Davies & Gribbin (1992: 157):
One of the difficulties [for a quantum theory of gravity] concerns the scale of quantum gravitational processes. Because it is such a weak force — by far the weakest of the four forces of nature — gravity does not manifest its quantum nature on the scale of an atom or even an atomic nucleus, where quantum properties of the other forces are dramatically apparent, but only on a scale some twenty powers of ten below this, across distances of less than 10⁻³³ cm. This tiny distance is known as the Planck length, after Max Planck, the originator of the quantum theory. The associated time-scale, which can be regarded as the fundamental quantum unit of time, is the time it would take light to cross such a tiny distance: 10⁻⁴³ sec, the Planck time.
Some physicists believe that at the Planck length spacetime breaks up and takes on features more akin to those of a foam than a smooth continuum. In particular, "bubbles" of "virtual" spacetime will form and vanish again in much the same way that virtual particles come and go in the vacuum.
Blogger Comments:
From the perspective of Newtonian mechanics, gravity is a force of attraction between particles of matter, but from the perspective of the General Theory of Relativity, gravity is a relation between matter and space-time. In the latter view, the effect of one body on another is not mediated by a force, but by the relative effects of the bodies on the space in which they extend, and on the time in which the processes they mediate unfold.
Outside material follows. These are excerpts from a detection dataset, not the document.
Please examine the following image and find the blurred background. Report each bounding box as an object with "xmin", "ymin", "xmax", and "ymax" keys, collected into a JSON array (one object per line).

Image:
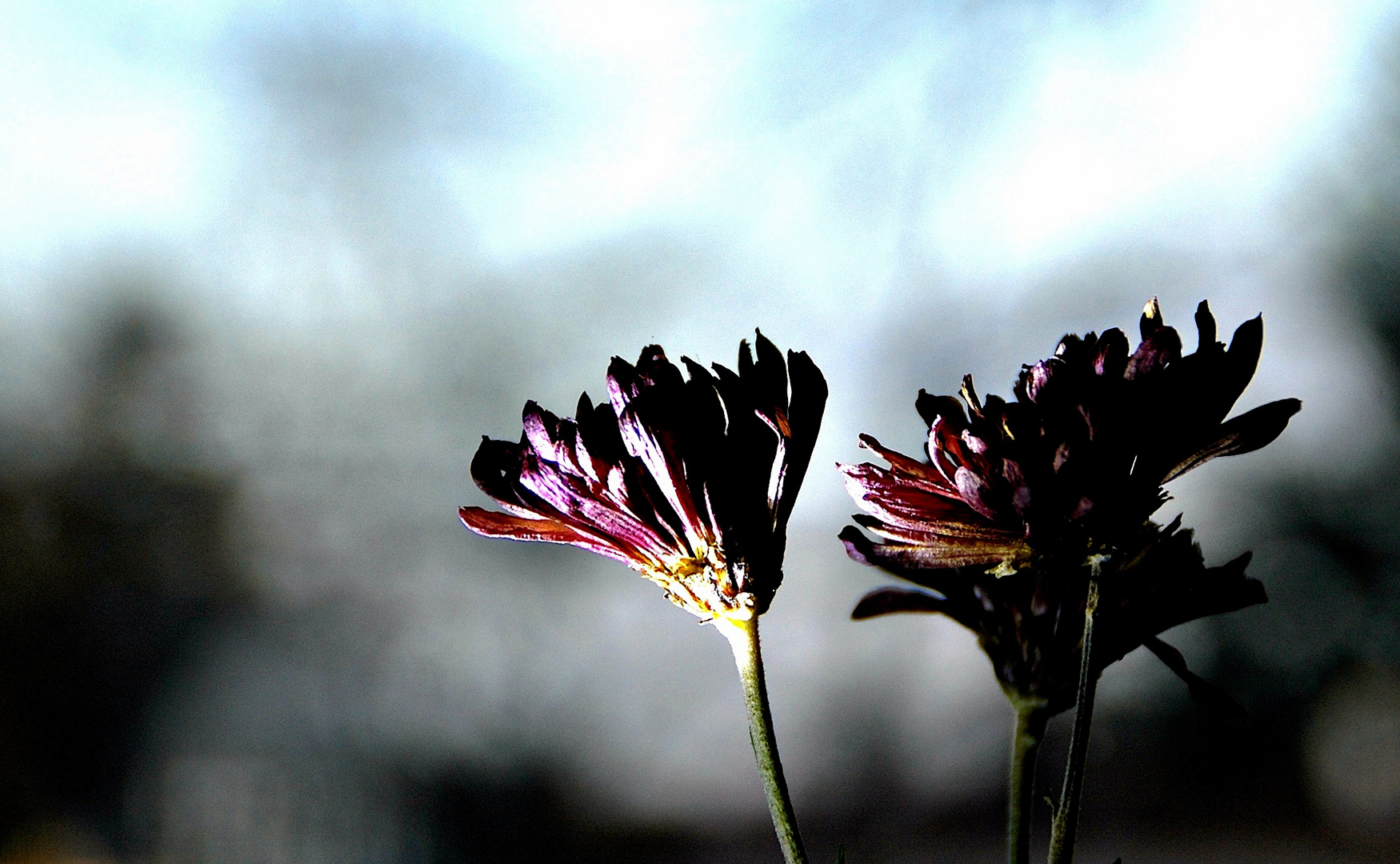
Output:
[{"xmin": 0, "ymin": 0, "xmax": 1400, "ymax": 864}]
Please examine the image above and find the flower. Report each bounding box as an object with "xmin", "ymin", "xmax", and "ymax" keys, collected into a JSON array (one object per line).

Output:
[
  {"xmin": 838, "ymin": 298, "xmax": 1302, "ymax": 710},
  {"xmin": 459, "ymin": 334, "xmax": 827, "ymax": 620}
]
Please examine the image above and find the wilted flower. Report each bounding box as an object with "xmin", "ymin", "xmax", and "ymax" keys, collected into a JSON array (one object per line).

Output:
[
  {"xmin": 459, "ymin": 334, "xmax": 826, "ymax": 620},
  {"xmin": 459, "ymin": 334, "xmax": 826, "ymax": 864},
  {"xmin": 840, "ymin": 298, "xmax": 1301, "ymax": 713}
]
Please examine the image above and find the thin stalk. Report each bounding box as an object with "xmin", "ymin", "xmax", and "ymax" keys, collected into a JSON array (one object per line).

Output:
[
  {"xmin": 714, "ymin": 616, "xmax": 806, "ymax": 864},
  {"xmin": 1006, "ymin": 698, "xmax": 1050, "ymax": 864},
  {"xmin": 1050, "ymin": 562, "xmax": 1099, "ymax": 864}
]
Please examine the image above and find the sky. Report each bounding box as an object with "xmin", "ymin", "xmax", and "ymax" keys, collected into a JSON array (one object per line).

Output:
[{"xmin": 0, "ymin": 0, "xmax": 1396, "ymax": 840}]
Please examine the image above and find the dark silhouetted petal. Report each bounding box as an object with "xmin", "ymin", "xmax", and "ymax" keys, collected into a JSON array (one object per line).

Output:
[
  {"xmin": 838, "ymin": 298, "xmax": 1301, "ymax": 711},
  {"xmin": 851, "ymin": 588, "xmax": 948, "ymax": 620},
  {"xmin": 459, "ymin": 334, "xmax": 826, "ymax": 620}
]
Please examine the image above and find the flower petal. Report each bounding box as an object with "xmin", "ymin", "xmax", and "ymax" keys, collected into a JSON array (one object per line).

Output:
[
  {"xmin": 851, "ymin": 588, "xmax": 948, "ymax": 620},
  {"xmin": 1162, "ymin": 399, "xmax": 1303, "ymax": 483},
  {"xmin": 457, "ymin": 507, "xmax": 638, "ymax": 566}
]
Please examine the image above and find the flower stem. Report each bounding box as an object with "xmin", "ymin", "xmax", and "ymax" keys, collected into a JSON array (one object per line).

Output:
[
  {"xmin": 1006, "ymin": 696, "xmax": 1050, "ymax": 864},
  {"xmin": 714, "ymin": 616, "xmax": 806, "ymax": 864},
  {"xmin": 1050, "ymin": 562, "xmax": 1099, "ymax": 864}
]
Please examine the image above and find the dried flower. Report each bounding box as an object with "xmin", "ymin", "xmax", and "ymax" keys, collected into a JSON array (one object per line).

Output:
[
  {"xmin": 840, "ymin": 298, "xmax": 1301, "ymax": 711},
  {"xmin": 458, "ymin": 334, "xmax": 826, "ymax": 864},
  {"xmin": 459, "ymin": 334, "xmax": 826, "ymax": 620}
]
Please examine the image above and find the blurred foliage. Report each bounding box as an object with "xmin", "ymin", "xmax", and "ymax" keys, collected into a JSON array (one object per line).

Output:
[{"xmin": 0, "ymin": 310, "xmax": 250, "ymax": 846}]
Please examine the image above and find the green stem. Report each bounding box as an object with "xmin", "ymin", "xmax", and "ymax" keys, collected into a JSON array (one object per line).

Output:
[
  {"xmin": 1050, "ymin": 562, "xmax": 1099, "ymax": 864},
  {"xmin": 714, "ymin": 616, "xmax": 806, "ymax": 864},
  {"xmin": 1006, "ymin": 696, "xmax": 1050, "ymax": 864}
]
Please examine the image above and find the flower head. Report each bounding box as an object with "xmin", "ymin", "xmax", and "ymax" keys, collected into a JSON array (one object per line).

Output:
[
  {"xmin": 459, "ymin": 334, "xmax": 826, "ymax": 620},
  {"xmin": 838, "ymin": 298, "xmax": 1301, "ymax": 709}
]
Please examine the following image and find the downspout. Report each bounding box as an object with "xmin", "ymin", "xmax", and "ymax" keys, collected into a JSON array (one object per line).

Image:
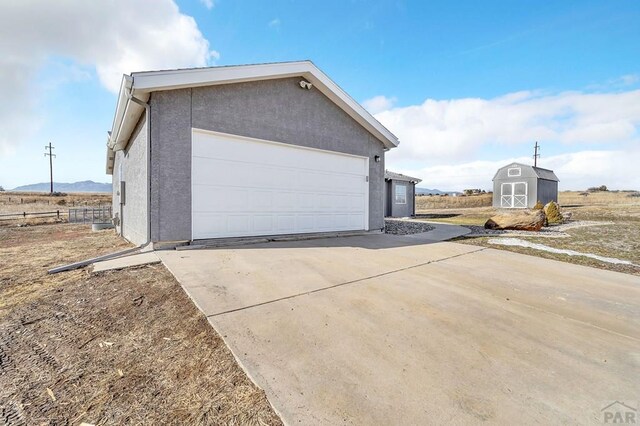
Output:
[{"xmin": 127, "ymin": 90, "xmax": 151, "ymax": 246}]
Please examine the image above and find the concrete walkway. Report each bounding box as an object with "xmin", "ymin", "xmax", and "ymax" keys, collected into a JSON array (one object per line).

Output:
[
  {"xmin": 158, "ymin": 234, "xmax": 640, "ymax": 425},
  {"xmin": 414, "ymin": 220, "xmax": 471, "ymax": 241}
]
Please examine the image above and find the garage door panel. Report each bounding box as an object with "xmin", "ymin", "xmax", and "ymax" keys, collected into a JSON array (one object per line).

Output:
[
  {"xmin": 192, "ymin": 131, "xmax": 362, "ymax": 173},
  {"xmin": 192, "ymin": 130, "xmax": 368, "ymax": 239}
]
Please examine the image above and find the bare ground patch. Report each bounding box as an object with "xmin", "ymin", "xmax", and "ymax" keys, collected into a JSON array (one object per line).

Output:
[{"xmin": 0, "ymin": 225, "xmax": 281, "ymax": 425}]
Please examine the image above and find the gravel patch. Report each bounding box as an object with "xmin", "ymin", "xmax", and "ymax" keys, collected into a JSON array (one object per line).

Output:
[{"xmin": 384, "ymin": 219, "xmax": 435, "ymax": 235}]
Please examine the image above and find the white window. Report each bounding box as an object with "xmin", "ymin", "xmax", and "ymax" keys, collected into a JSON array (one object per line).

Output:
[{"xmin": 396, "ymin": 185, "xmax": 407, "ymax": 204}]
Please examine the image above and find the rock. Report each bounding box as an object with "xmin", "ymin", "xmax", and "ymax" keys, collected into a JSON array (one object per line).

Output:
[
  {"xmin": 543, "ymin": 201, "xmax": 564, "ymax": 223},
  {"xmin": 484, "ymin": 210, "xmax": 545, "ymax": 231}
]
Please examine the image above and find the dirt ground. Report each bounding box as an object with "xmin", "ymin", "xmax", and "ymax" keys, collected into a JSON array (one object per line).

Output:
[
  {"xmin": 0, "ymin": 224, "xmax": 281, "ymax": 425},
  {"xmin": 416, "ymin": 191, "xmax": 640, "ymax": 275}
]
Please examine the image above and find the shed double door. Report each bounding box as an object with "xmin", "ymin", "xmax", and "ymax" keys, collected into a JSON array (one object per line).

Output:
[{"xmin": 500, "ymin": 182, "xmax": 528, "ymax": 209}]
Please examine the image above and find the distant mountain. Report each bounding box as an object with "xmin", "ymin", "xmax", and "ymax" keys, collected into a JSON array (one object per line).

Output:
[
  {"xmin": 416, "ymin": 188, "xmax": 462, "ymax": 195},
  {"xmin": 12, "ymin": 180, "xmax": 111, "ymax": 192}
]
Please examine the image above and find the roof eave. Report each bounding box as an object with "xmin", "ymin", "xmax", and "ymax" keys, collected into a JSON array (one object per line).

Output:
[{"xmin": 131, "ymin": 61, "xmax": 399, "ymax": 149}]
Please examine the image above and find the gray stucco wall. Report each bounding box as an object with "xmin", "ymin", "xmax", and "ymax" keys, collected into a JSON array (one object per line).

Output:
[
  {"xmin": 112, "ymin": 115, "xmax": 147, "ymax": 244},
  {"xmin": 149, "ymin": 78, "xmax": 384, "ymax": 241},
  {"xmin": 385, "ymin": 180, "xmax": 415, "ymax": 217}
]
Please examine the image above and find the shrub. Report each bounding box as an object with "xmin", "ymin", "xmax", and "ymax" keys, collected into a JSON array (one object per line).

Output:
[
  {"xmin": 587, "ymin": 185, "xmax": 609, "ymax": 192},
  {"xmin": 544, "ymin": 201, "xmax": 564, "ymax": 223}
]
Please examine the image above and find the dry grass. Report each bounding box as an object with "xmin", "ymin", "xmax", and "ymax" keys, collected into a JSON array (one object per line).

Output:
[
  {"xmin": 0, "ymin": 224, "xmax": 281, "ymax": 425},
  {"xmin": 416, "ymin": 194, "xmax": 492, "ymax": 213},
  {"xmin": 0, "ymin": 192, "xmax": 111, "ymax": 214},
  {"xmin": 0, "ymin": 192, "xmax": 111, "ymax": 226}
]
If gravity is not a force, then the attempt to unify gravity with the strong, weak and electromagnetic forces, using quantum theory, or any other, is a futile exercise.
From the perspective of Systemic Functional Linguistic Theory, a quantum theory of gravity extends the notion of the instantiation from particles to the dimensions by which particles, and the processes they mediate, are measured.
So, on this model, just as virtual particles that mediate processes are momentarily instantiated in (real) space-time, virtual space-time is momentarily instantiated in (real) space-time, as "bubbles" within the smallest intervals of space-time: the Planck length and the Planck time.